El pianista Pedro Ricardo Miño se inspira en La Victoria en su nuevo disco

  • El intérprete ofreció anoche un aplaudido recital en el Casino dentro del ciclo Conocer el Flamenco · Miño incluyó en el programa varias composiciones dedicadas a Cádiz, como las alegrías 'Tío Beni'

"¡Qué hermoso!, ¿puedo tomar una foto?", pregunta con admiración Pedro Ricardo Miño al traspasar el umbral del Casino Gaditano, donde este pianista ofreció anoche el primer concierto del ciclo Conocer el Flamenco. Miño, a sus 27 años, sorprende por su madurez artística tanto como por su franca y definida personalidad. A su prometedora carrera en solitario suma miles de kilómetros y muchos aviones acompañando por Estados Unidos y Europa a artistas tan cotizados como Ravi Shankar, Jackson Browne, Chick Corea, Estrella Morente o Manuel Molina. Y sin embargo, sus gustos siguen siendo sencillos: "Me encanta Cádiz y una de las cosas que más feliz me hace es pasar la noche en vela pescando en la Punta San Felipe. Mi padre, como buen trianero, me transmitió la afición. La verdad es que vengo a menudo a esta ciudad; con seis años ya debuté en el antiguo Teatro Andalucía y voy a dedicarle un tema a la playa de La Victoria en mi próximo disco, que estrenaré en la Bienal de Flamenco de Sevilla".

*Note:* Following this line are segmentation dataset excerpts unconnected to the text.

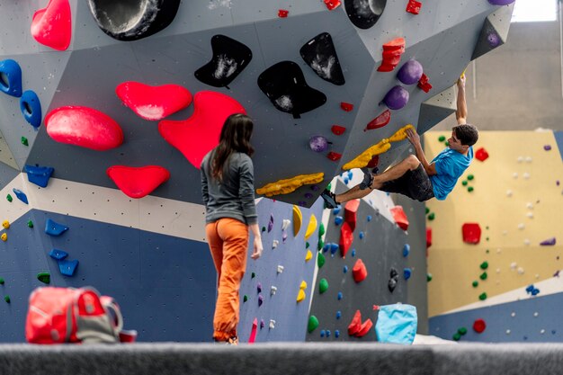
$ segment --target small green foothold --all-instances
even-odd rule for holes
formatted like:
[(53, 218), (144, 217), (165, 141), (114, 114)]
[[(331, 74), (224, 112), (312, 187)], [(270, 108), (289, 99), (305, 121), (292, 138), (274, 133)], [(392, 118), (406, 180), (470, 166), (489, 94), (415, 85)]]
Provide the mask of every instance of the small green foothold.
[(318, 282), (318, 292), (323, 294), (325, 291), (328, 290), (328, 281), (326, 279), (323, 278)]
[(310, 334), (318, 326), (318, 319), (314, 315), (308, 317), (308, 324), (307, 325), (307, 330)]
[(45, 284), (49, 284), (51, 281), (51, 275), (49, 272), (40, 272), (37, 274), (37, 280)]

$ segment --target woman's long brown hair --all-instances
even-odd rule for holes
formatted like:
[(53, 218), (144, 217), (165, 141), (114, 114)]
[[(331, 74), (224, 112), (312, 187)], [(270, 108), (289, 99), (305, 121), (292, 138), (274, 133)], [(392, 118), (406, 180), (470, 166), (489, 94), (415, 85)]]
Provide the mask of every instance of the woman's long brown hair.
[(223, 180), (223, 170), (232, 153), (242, 152), (252, 156), (255, 152), (250, 144), (253, 128), (252, 119), (246, 114), (235, 113), (227, 118), (219, 145), (211, 156), (211, 177)]

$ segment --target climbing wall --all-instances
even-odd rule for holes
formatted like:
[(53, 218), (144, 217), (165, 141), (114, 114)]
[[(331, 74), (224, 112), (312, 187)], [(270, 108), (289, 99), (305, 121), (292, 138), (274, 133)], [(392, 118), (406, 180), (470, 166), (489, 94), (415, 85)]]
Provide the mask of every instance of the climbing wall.
[[(444, 147), (440, 137), (448, 135), (426, 133), (428, 156)], [(474, 151), (483, 161), (473, 161), (448, 200), (427, 205), (430, 333), (470, 341), (560, 342), (555, 307), (563, 292), (558, 242), (563, 167), (557, 137), (481, 132)], [(476, 321), (484, 331), (472, 328)], [(467, 334), (456, 335), (462, 328)]]

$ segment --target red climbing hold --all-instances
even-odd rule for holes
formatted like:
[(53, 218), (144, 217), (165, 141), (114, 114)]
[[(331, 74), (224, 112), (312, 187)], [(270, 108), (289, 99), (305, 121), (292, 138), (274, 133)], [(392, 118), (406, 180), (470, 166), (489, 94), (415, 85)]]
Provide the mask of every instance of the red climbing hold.
[(400, 227), (401, 229), (407, 230), (408, 229), (408, 219), (407, 218), (407, 214), (403, 210), (402, 206), (395, 206), (389, 209), (391, 211), (391, 215), (393, 215), (393, 219), (398, 226)]
[(432, 90), (432, 85), (428, 83), (428, 77), (424, 73), (418, 80), (418, 87), (421, 88), (424, 93), (428, 93), (430, 90)]
[(326, 157), (328, 157), (333, 162), (335, 162), (337, 160), (340, 160), (340, 158), (342, 157), (342, 154), (338, 154), (337, 152), (330, 151), (328, 153), (328, 155), (326, 155)]
[(139, 117), (158, 121), (192, 103), (192, 94), (178, 85), (151, 86), (139, 82), (123, 82), (115, 89), (121, 102)]
[(360, 207), (360, 200), (348, 201), (344, 206), (344, 221), (348, 223), (353, 232), (356, 228), (358, 207)]
[(71, 20), (68, 0), (50, 0), (47, 7), (33, 13), (31, 35), (44, 46), (65, 50), (72, 37)]
[(477, 319), (475, 322), (473, 322), (473, 330), (478, 334), (485, 331), (485, 328), (487, 328), (487, 324), (485, 323), (485, 320)]
[(123, 132), (113, 119), (100, 111), (81, 106), (58, 107), (45, 117), (47, 134), (57, 142), (97, 151), (117, 147)]
[(158, 122), (158, 131), (199, 168), (203, 156), (219, 144), (227, 118), (233, 113), (246, 114), (246, 111), (230, 96), (212, 91), (197, 93), (193, 105), (193, 114), (188, 120), (163, 120)]
[(170, 172), (158, 165), (112, 165), (106, 173), (125, 195), (135, 199), (150, 194), (170, 178)]
[(356, 263), (352, 268), (352, 276), (356, 282), (362, 282), (368, 276), (368, 270), (365, 268), (365, 264), (362, 259), (358, 259)]
[(416, 0), (408, 0), (408, 4), (407, 4), (407, 12), (412, 13), (413, 14), (418, 14), (420, 13), (421, 7), (421, 2), (418, 2)]
[(346, 257), (346, 253), (352, 246), (353, 241), (353, 234), (352, 233), (352, 228), (348, 223), (344, 221), (342, 227), (340, 227), (340, 242), (338, 244), (340, 246), (340, 254), (343, 258)]
[(488, 158), (488, 153), (484, 147), (481, 147), (475, 152), (475, 158), (478, 161), (484, 162)]
[(390, 72), (395, 69), (405, 52), (405, 39), (397, 38), (383, 45), (382, 61), (378, 72)]
[(383, 128), (385, 125), (389, 124), (391, 121), (391, 112), (389, 110), (385, 110), (383, 113), (371, 120), (368, 126), (365, 127), (366, 130), (372, 130), (378, 128)]
[(348, 335), (351, 336), (355, 335), (362, 328), (362, 313), (360, 310), (356, 310), (356, 313), (352, 318), (352, 322), (348, 326)]
[(340, 6), (340, 0), (325, 0), (325, 5), (329, 11)]
[(465, 223), (461, 227), (463, 242), (477, 245), (481, 240), (481, 228), (477, 223)]
[(344, 131), (346, 131), (346, 128), (344, 128), (344, 126), (340, 126), (340, 125), (333, 125), (332, 128), (330, 128), (330, 129), (332, 130), (333, 134), (335, 134), (335, 136), (342, 136)]

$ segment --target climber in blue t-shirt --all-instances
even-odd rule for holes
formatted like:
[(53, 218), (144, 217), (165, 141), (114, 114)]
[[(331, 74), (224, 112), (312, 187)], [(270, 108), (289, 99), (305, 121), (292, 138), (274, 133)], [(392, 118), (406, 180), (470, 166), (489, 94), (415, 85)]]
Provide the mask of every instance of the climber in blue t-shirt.
[(455, 115), (458, 126), (451, 130), (451, 137), (448, 139), (448, 147), (428, 163), (420, 144), (420, 136), (413, 129), (407, 129), (407, 138), (415, 147), (416, 155), (409, 155), (406, 159), (380, 174), (364, 173), (362, 183), (342, 194), (335, 194), (325, 190), (321, 197), (325, 200), (326, 207), (335, 208), (344, 201), (363, 198), (373, 189), (398, 192), (420, 201), (434, 197), (439, 201), (445, 200), (460, 176), (471, 164), (472, 146), (478, 138), (477, 128), (468, 124), (466, 121), (468, 111), (465, 101), (464, 75), (460, 77), (457, 85)]

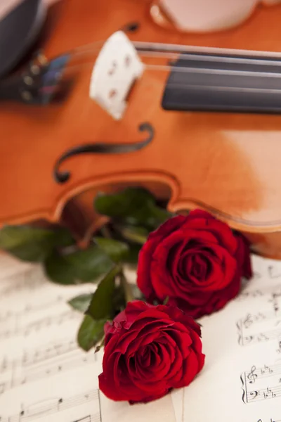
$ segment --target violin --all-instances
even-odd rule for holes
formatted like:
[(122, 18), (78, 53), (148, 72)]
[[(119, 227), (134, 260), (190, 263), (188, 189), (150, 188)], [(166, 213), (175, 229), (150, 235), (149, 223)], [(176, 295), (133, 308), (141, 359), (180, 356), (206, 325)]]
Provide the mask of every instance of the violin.
[(143, 186), (280, 258), (280, 18), (261, 6), (197, 34), (159, 25), (144, 0), (53, 5), (0, 84), (0, 224), (67, 206), (90, 224), (98, 191)]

Anoche, en su recital en el patio neomudéjar de la plaza San Antonio, Pedro Ricardo sorprendió por tientos, granaínas y seguiriya en una primera parte en solitario. Tras el descanso, invitó a los cantaores Manuel Tañé e Ismael Fernández, así como al percusionista Juan Ruiz (habitual en los conciertos de El Barrio), a interpretar algunos temas señeros de su primer disco Piano con duende (El pescador de estrellas), como las alegrías que dedicara a Beni de Cádiz (Tío Beni) y los célebres tangos trianeros "que unas veces hablan de banderas republicanas y otras de banderitas gitanas, según me coja el día", bromea.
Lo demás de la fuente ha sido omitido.